One particular story about this young man is forever burned in my memory. It was the Friday before February vacation. I was over the first-year “hump” and the second half of the year was in full swing; I could almost see June in my sights! My class had transitioned back from meeting with their art teacher, and having done a great job had earned the final marbles needed to fill up our marble jar and earn the class reward. Upon announcing this to the class the students cheered, but then this “only child” student suddenly ran over to the marble jar, picked it up above his head, and shook it with all this might as he began some sort of primal celebratory dance. The class erupted in laughter at his actions, and within a second the marbles burst through the glass jar they were held in. At least one hundred marbles, along with innumerable glass shards, instantly scattered all over the classroom. The boy froze with shock, and then bursting into tears (I’m assuming from embarrassment and regret) sprinted to the bathroom.

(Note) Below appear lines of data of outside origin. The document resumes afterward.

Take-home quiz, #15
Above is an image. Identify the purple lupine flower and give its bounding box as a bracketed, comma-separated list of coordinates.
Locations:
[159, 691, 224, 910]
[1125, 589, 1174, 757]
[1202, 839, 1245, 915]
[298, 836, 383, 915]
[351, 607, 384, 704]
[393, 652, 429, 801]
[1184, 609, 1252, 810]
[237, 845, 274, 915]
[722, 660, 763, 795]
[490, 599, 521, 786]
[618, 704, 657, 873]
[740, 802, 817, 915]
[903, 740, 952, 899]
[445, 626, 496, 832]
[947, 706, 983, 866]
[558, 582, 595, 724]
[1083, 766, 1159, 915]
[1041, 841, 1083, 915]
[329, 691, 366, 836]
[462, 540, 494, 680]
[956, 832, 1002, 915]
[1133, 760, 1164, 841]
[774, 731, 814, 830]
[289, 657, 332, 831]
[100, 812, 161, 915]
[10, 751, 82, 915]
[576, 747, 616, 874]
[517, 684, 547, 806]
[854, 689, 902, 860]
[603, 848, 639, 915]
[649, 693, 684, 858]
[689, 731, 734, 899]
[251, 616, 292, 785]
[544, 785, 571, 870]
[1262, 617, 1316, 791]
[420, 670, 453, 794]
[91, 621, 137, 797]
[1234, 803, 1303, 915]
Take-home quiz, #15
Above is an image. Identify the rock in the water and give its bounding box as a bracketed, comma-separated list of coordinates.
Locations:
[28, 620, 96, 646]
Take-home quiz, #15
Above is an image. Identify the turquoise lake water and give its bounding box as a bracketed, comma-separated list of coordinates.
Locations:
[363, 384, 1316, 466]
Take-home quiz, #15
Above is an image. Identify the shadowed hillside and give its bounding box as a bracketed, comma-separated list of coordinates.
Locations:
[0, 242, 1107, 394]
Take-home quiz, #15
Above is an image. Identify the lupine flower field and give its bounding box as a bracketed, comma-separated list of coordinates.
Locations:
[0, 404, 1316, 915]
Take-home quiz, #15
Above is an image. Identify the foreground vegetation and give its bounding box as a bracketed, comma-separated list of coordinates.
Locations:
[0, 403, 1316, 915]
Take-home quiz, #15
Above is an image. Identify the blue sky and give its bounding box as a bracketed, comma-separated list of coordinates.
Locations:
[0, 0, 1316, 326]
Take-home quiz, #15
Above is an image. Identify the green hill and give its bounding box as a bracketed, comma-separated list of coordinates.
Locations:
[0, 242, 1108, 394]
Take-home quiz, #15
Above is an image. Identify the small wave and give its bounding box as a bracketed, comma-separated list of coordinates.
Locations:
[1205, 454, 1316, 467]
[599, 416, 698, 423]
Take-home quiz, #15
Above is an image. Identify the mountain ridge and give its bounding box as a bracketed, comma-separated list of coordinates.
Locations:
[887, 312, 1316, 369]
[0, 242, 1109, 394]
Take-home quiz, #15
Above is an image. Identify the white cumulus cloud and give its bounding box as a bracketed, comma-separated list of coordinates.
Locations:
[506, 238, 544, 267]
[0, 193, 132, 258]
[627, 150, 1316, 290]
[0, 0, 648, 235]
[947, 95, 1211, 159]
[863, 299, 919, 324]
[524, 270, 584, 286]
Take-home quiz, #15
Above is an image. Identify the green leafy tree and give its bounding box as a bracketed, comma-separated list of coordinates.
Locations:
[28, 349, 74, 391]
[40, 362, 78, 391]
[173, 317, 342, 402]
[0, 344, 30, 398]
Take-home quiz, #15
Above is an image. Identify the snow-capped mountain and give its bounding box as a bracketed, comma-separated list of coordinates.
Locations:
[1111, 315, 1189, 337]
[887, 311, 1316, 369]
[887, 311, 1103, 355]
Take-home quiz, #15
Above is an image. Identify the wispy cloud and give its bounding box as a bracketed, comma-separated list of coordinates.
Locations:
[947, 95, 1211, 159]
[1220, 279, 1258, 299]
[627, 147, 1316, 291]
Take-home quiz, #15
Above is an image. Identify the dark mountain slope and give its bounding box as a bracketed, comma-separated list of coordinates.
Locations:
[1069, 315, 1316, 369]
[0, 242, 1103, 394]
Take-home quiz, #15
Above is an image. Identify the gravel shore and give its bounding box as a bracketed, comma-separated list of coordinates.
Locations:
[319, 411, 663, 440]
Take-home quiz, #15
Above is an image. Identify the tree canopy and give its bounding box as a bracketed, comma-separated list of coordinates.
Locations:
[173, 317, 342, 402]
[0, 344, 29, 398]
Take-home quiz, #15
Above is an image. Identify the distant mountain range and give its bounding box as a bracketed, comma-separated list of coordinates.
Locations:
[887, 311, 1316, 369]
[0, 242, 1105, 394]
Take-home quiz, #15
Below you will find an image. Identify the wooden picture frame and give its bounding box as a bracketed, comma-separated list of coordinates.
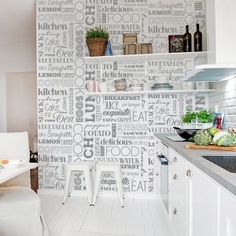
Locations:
[168, 35, 184, 53]
[123, 33, 138, 44]
[123, 43, 139, 55]
[139, 43, 152, 54]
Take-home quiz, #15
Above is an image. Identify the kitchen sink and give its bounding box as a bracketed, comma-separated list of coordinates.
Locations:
[202, 156, 236, 173]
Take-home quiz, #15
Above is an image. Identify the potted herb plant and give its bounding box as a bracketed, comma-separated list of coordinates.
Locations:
[182, 110, 214, 129]
[86, 26, 109, 57]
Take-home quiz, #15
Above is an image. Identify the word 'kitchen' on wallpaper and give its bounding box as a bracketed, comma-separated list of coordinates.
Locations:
[37, 0, 208, 193]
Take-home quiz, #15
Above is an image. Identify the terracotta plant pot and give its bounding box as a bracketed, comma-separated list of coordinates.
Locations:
[86, 38, 108, 57]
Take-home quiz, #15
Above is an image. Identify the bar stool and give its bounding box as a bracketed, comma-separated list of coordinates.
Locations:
[62, 162, 93, 205]
[93, 162, 124, 207]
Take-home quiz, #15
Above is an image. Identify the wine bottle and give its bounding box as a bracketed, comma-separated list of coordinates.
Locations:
[194, 24, 202, 52]
[183, 25, 192, 52]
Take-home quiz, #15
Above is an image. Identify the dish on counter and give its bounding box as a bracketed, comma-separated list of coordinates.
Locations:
[173, 127, 199, 141]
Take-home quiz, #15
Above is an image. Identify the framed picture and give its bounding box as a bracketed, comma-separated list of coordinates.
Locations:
[168, 35, 184, 53]
[123, 33, 138, 44]
[123, 43, 139, 55]
[139, 43, 152, 54]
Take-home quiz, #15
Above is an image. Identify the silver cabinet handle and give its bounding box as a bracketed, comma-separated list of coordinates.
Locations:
[186, 169, 192, 177]
[173, 175, 179, 180]
[173, 208, 177, 215]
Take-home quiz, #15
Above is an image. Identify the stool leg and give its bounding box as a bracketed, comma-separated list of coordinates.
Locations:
[114, 169, 124, 207]
[62, 167, 71, 204]
[84, 168, 92, 205]
[93, 169, 102, 205]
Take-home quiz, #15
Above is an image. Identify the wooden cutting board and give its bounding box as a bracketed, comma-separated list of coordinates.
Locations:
[185, 143, 236, 152]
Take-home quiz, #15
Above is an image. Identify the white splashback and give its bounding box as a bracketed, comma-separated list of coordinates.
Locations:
[37, 0, 208, 193]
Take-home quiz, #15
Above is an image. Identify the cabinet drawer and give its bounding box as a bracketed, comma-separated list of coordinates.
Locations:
[168, 148, 187, 165]
[169, 191, 187, 223]
[171, 205, 187, 236]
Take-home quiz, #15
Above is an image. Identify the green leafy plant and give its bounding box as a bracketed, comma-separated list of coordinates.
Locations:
[86, 26, 109, 39]
[182, 110, 214, 123]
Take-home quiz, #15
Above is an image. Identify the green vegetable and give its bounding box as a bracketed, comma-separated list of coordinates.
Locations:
[216, 134, 236, 147]
[86, 26, 109, 39]
[208, 127, 221, 136]
[193, 129, 212, 146]
[182, 110, 214, 123]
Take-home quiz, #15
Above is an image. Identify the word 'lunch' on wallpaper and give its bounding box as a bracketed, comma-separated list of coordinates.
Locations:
[37, 0, 208, 193]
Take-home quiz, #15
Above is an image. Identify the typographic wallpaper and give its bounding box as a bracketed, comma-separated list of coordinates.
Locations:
[37, 0, 208, 193]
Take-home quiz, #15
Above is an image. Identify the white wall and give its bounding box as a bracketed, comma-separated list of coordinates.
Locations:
[0, 0, 36, 132]
[6, 72, 37, 150]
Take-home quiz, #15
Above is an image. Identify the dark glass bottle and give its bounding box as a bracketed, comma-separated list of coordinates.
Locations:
[183, 25, 192, 52]
[194, 24, 202, 52]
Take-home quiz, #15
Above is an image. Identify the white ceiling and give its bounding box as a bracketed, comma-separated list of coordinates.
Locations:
[0, 0, 36, 46]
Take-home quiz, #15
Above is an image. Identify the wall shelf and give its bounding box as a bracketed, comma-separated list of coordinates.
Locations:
[84, 51, 208, 62]
[86, 89, 215, 96]
[185, 64, 236, 82]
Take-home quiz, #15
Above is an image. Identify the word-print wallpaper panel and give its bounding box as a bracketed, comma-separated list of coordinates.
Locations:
[37, 0, 208, 193]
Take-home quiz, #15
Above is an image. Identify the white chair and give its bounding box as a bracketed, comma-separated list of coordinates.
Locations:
[62, 162, 92, 205]
[0, 132, 48, 236]
[93, 162, 124, 207]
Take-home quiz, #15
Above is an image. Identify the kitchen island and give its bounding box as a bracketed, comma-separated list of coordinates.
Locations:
[155, 134, 236, 195]
[155, 134, 236, 236]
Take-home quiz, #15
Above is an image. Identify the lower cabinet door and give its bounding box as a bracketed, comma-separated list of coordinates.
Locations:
[220, 189, 236, 236]
[187, 165, 219, 236]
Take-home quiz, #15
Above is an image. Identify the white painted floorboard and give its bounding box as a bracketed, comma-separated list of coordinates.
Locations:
[40, 195, 174, 236]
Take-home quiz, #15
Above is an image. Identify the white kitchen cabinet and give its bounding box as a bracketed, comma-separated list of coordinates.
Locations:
[168, 148, 188, 236]
[219, 189, 236, 236]
[186, 164, 220, 236]
[206, 0, 236, 64]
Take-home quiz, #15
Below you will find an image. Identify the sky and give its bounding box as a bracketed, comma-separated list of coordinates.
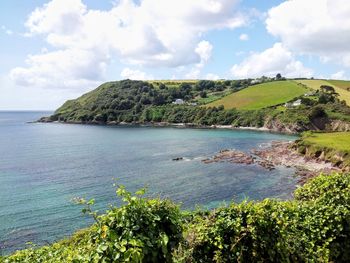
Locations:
[0, 0, 350, 110]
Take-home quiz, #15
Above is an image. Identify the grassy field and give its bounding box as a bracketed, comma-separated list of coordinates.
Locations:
[296, 79, 350, 105]
[327, 80, 350, 90]
[303, 132, 350, 153]
[207, 81, 307, 110]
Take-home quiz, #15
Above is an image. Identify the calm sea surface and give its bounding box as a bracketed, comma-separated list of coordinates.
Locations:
[0, 112, 296, 253]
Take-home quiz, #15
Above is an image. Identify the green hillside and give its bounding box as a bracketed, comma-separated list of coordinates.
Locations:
[207, 81, 307, 110]
[296, 79, 350, 105]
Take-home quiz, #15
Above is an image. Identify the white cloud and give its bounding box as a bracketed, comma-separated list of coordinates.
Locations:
[1, 25, 13, 36]
[194, 40, 213, 67]
[120, 68, 154, 80]
[266, 0, 350, 67]
[185, 40, 213, 79]
[11, 0, 248, 91]
[239, 34, 249, 41]
[231, 43, 313, 78]
[331, 70, 347, 80]
[10, 49, 106, 89]
[205, 73, 220, 80]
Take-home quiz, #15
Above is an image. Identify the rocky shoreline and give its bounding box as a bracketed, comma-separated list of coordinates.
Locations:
[37, 117, 298, 134]
[202, 141, 341, 184]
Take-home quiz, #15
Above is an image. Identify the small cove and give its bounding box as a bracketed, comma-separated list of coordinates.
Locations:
[0, 112, 297, 253]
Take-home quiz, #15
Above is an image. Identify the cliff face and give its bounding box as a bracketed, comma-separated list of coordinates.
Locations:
[264, 118, 350, 133]
[326, 120, 350, 132]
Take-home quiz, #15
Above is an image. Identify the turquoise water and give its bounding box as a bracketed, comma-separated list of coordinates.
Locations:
[0, 112, 297, 253]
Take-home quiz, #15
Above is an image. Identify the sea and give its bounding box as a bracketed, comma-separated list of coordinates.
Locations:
[0, 112, 297, 255]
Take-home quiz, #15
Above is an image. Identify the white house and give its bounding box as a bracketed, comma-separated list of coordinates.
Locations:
[293, 99, 301, 107]
[173, 99, 185, 105]
[284, 99, 301, 108]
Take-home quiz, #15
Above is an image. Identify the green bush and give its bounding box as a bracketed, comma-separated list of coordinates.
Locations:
[0, 174, 350, 262]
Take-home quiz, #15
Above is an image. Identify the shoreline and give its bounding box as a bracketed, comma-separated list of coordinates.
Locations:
[34, 119, 300, 135]
[202, 141, 343, 185]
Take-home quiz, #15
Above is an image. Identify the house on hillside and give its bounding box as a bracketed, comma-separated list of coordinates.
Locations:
[284, 99, 301, 108]
[173, 99, 185, 105]
[293, 99, 301, 107]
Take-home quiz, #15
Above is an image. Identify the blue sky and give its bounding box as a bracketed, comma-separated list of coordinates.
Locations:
[0, 0, 350, 110]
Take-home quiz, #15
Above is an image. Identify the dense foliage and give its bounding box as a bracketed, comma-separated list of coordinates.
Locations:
[0, 174, 350, 262]
[44, 80, 350, 132]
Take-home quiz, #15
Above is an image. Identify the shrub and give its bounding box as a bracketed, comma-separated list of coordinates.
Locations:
[0, 174, 350, 263]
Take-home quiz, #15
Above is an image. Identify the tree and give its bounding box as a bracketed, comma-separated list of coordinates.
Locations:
[199, 90, 207, 98]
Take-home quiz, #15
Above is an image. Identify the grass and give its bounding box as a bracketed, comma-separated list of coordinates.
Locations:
[303, 132, 350, 153]
[296, 79, 350, 105]
[207, 81, 307, 110]
[196, 89, 232, 104]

He cried for the remainder of the day, and the mother reported to me later that he got off the bus still in tears, telling her that he felt so terrible he had disappointed me. The Monday following vacation he came back to class with a new marble jar (made of plastic) as well as an apology note. For the rest of the year, he would occasionally pick up the plastic marble jar and pretend to shake it, saying, “Remember when I broke the marble jar?” As if I could ever forget the incident! When I saw him many years later as a high school student he reminded me of the marble jar and we shared a nice long laugh together.
My lessons to new teachers:
1. You can make a difference to a kid even if their parents might have a different opinion.
2. Never store ANYTHING kids can get their hands on in glass!